At baseline, poorer patient self-management (demonstrated by lower patient activation scores) was associated with a higher prevalence of chronic conditions, including depression and hypertension, more ED visits, and more hospital admissions related to those conditions. After controlling for demographic characteristics and baseline chronic conditions, the researchers found that patients at the lowest activation level at baseline were 25% more likely to develop a new chronic disease in the upcoming calendar year compared with patients at the highest activation level. Two years after baseline, the analysis showed a 31% difference between the lowest and highest activation groups; and 3 years after baseline, the difference was 21%. The study authors said that their findings suggest the enduring predictive value of PAM scores.

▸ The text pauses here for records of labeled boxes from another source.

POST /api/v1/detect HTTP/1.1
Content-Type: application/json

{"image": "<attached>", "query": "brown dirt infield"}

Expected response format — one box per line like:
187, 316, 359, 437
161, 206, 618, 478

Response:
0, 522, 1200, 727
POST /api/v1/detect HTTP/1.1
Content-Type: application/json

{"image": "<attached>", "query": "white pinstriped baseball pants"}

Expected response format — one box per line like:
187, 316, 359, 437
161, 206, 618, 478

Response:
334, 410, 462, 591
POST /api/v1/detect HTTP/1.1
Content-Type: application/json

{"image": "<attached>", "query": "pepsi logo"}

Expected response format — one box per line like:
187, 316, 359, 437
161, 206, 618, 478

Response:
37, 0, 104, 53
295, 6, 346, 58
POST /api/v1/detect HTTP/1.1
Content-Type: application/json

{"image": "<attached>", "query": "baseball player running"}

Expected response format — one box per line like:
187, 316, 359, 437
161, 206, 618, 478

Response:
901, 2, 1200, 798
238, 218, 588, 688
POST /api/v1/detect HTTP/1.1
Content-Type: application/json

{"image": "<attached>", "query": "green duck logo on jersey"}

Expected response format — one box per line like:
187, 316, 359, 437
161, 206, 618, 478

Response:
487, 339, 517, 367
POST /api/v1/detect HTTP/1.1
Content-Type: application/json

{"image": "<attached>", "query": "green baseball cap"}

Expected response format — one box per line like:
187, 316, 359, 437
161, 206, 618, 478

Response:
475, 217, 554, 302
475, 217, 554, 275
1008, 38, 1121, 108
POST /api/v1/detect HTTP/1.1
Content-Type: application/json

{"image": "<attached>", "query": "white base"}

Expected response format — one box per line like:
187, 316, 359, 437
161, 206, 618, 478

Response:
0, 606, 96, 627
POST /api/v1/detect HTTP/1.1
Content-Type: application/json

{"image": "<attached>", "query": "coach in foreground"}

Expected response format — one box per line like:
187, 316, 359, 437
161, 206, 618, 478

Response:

Patients with the lowest activation scores at baseline had a 62% greater likelihood of having an avoidable hospitalization compared with the most activated group 1 year later. Two years later the difference between the least and most activated groups was 40%, and 3 years later the difference was still 30%.

The authors said the big picture that their findings suggest is that a patient’s activation score (self-management skill level) helps predict future risk of developing a chronic disease and using costly and avoidable medical care. They believe it is possible to increase patients’ activation levels and help them become better at managing their health and healthcare.

“When working with patients with low activation levels, healthcare providers should recommend small steps to achieve behavioral changes,” and not overwhelm them with too much information or too many changes at once the authors wrote.

Healthcare delivery systems can stratify populations by patient activation scores and thus identify and help those patients with limited self-management skills to prevent poor outcomes and unnecessary costs.